Sur le premier trimestre 2026, 217 362 suppressions de postes ont été annoncées dans l'économie américaine selon Challenger, Gray & Christmas. 27 645 ont été explicitement attribuées à l'intelligence artificielle. Au mois de mars, l'IA représentait un quart de tous les plans sociaux comptabilisés.

LinkedIn — filiale de Microsoft — figure parmi les environnements où l'anxiété des salariés a été documentée à l'approche des coupes, des employés décrivant des perspectives floues sur leur maintien. Roblox, régulièrement cité dans les rumeurs de plan social, n'a pas annoncé de réduction massive : l'entreprise a procédé à des coupes ponctuelles dans le recrutement et reste, selon les retours internes, en mode embauche ralentie plutôt qu'en plan structuré.

Alphabet, Microsoft, Meta et Amazon devraient dépenser ensemble près de 700 milliards de dollars cette année pour leurs infrastructures IA. Aucune de ces entreprises ne traverse une difficulté de revenus. Le Wall Street Journal a décrit l'arrivée de l'ère du "mega layoff", en notant que le marché récompense désormais les annonces de coupes à grande échelle, particulièrement quand elles sont rattachées à une restructuration IA.

La question qui circule à Silicon Valley, telle que rapportée par les coachs et observateurs du secteur : "Do we really need the middle anymore?" La "Rule of 70" de Microsoft fournit une réponse opérationnelle. Le management intermédiaire est la cible.

TL;DR

Les plans sociaux tech de 2026 ne corrigent pas une crise — ils financent la course à l'IA.

  • Plus de 113 000 emplois supprimés dans la tech depuis janvier, avec Oracle (jusqu'à 30 000 postes), Meta (8 000), Microsoft (8 750 départs volontaires) et Intuit (-17%) en tête.
  • Ces coupes interviennent en pleine santé financière : Microsoft a dépensé 37,5 Md$ de capex IA en un trimestre tout en proposant des sorties à 7% de ses effectifs américains.
  • Le management intermédiaire est la cible explicite — la "Rule of 70" de Microsoft vise les salariés expérimentés et bien rémunérés, et le départ volontaire contourne le risque contentieux d'un licenciement classique.

Questions fréquentes

Pourquoi privilégier le départ volontaire plutôt que le licenciement, si le but est de réduire les effectifs ?

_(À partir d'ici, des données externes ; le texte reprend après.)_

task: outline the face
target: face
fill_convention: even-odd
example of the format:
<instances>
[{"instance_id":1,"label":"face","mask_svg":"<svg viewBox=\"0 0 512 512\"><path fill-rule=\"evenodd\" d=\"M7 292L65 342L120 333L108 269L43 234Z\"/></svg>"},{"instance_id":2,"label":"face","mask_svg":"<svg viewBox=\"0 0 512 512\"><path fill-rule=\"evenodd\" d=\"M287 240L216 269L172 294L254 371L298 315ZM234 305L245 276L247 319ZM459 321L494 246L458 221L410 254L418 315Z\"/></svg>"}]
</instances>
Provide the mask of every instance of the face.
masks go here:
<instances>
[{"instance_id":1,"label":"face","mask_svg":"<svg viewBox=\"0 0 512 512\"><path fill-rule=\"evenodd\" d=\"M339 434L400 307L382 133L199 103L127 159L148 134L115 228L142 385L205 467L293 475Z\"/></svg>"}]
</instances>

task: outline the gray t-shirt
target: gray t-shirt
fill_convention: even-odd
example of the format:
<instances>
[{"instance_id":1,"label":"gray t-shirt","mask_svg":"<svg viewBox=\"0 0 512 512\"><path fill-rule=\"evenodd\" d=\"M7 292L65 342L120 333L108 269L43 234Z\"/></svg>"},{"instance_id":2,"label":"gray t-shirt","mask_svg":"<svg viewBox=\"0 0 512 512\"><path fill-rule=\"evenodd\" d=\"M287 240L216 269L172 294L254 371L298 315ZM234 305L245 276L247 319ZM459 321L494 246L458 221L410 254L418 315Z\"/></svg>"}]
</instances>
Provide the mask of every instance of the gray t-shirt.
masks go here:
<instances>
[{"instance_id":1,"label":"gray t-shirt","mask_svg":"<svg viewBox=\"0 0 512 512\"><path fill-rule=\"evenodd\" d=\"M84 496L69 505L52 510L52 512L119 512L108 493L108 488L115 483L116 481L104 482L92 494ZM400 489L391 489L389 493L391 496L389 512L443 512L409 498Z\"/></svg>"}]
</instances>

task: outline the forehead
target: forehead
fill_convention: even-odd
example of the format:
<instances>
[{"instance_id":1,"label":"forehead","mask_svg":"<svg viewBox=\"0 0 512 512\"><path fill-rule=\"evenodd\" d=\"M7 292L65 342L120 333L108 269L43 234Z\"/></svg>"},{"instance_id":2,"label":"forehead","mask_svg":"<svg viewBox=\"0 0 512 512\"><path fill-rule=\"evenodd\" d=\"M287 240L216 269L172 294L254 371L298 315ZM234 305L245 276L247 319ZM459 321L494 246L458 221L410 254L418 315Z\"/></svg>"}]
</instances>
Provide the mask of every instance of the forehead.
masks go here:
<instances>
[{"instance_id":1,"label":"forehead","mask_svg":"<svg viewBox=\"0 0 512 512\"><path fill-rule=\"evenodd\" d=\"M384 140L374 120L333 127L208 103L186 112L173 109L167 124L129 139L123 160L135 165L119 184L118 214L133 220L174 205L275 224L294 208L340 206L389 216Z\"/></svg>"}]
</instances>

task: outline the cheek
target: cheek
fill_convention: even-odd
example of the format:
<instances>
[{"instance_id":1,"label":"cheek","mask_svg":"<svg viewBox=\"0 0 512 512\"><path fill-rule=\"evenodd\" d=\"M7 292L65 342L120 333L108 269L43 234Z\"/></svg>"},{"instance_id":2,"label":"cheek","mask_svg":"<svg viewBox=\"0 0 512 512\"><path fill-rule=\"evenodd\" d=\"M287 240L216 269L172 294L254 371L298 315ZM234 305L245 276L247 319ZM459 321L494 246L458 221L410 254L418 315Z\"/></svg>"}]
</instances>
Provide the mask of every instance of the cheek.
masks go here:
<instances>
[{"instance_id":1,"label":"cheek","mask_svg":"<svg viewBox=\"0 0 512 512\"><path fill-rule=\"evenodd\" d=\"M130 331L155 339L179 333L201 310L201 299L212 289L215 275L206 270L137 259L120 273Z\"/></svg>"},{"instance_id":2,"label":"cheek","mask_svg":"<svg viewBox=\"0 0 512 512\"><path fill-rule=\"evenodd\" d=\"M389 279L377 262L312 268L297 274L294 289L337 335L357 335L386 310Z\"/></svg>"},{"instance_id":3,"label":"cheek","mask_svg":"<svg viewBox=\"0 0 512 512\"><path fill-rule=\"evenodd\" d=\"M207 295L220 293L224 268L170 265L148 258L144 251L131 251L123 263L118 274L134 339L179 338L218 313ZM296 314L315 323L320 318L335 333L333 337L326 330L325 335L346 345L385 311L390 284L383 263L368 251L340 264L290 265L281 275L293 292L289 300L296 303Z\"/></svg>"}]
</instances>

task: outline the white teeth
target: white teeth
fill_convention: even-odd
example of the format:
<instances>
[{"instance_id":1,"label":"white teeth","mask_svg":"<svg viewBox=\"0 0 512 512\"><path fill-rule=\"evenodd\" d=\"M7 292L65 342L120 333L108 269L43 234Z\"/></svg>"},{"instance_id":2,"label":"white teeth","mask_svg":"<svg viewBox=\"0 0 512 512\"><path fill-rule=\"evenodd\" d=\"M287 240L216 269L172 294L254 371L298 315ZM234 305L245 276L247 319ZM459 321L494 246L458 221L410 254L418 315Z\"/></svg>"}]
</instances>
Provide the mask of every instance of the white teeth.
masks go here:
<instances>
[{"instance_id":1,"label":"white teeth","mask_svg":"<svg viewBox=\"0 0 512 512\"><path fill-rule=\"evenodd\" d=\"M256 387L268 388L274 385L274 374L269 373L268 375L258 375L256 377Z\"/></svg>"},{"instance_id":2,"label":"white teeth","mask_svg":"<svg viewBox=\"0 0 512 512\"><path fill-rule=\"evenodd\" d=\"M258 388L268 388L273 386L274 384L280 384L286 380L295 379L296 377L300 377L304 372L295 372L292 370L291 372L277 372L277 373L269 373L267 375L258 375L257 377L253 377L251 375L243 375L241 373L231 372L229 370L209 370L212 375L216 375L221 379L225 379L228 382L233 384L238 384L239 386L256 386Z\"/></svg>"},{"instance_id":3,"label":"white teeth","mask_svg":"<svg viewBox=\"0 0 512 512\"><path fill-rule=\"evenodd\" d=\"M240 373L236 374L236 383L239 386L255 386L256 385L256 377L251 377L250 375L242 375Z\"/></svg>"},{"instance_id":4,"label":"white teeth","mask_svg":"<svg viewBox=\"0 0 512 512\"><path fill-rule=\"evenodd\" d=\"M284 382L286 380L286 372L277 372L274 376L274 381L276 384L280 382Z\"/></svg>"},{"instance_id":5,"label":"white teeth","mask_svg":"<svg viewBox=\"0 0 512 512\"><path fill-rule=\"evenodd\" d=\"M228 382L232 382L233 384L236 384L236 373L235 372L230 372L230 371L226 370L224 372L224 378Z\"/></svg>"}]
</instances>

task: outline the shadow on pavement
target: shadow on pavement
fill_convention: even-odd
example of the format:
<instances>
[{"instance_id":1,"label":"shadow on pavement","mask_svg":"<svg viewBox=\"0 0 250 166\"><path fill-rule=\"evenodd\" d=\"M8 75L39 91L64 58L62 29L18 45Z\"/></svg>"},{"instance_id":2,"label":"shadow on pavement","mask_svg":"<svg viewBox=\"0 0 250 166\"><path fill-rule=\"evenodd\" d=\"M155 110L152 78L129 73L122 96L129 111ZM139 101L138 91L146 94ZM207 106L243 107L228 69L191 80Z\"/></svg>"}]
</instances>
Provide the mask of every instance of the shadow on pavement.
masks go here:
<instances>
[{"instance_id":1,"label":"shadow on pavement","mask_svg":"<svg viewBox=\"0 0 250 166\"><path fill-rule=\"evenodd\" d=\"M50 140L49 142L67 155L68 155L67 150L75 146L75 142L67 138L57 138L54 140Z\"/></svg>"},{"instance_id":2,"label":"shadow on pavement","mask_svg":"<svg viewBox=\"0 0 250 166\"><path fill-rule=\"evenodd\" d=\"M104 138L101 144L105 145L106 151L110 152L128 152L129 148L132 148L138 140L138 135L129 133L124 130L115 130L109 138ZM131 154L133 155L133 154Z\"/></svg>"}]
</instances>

Un licenciement contraint oblige l'employeur à justifier poste par poste la performance ou la suppression, ce qui ouvre un risque contentieux. L'offre de sortie volontaire évite cette évaluation : elle réduit la masse salariale sans avoir à qualifier individuellement le travail des partants. C'est une mécanique juridiquement plus sûre pour un résultat identique.

Ces plans peuvent-ils toucher nos prestataires et sous-traitants tech, pas seulement les éditeurs ?

Oui. La logique de restructuration autour de l'IA touche aussi les intégrateurs et SSII — Cognizant a déployé Claude auprès de 350 000 associés en réorganisant ses fonctions delivery. Une DSI dont les contrats reposent sur des équipes externalisées doit anticiper que la composition et le coût de ces équipes vont bouger, parfois sans préavis contractuel clair.

Faut-il lire ces coupes comme un signal de ralentissement du secteur ?

Non, et c'est ce qui les distingue des plans sociaux de 2022-2023. Les entreprises concernées publient des résultats solides et augmentent leurs investissements. Le transfert se fait de la masse salariale vers le capex infrastructure — un arbitrage stratégique assumé, pas une réaction à une baisse d'activité.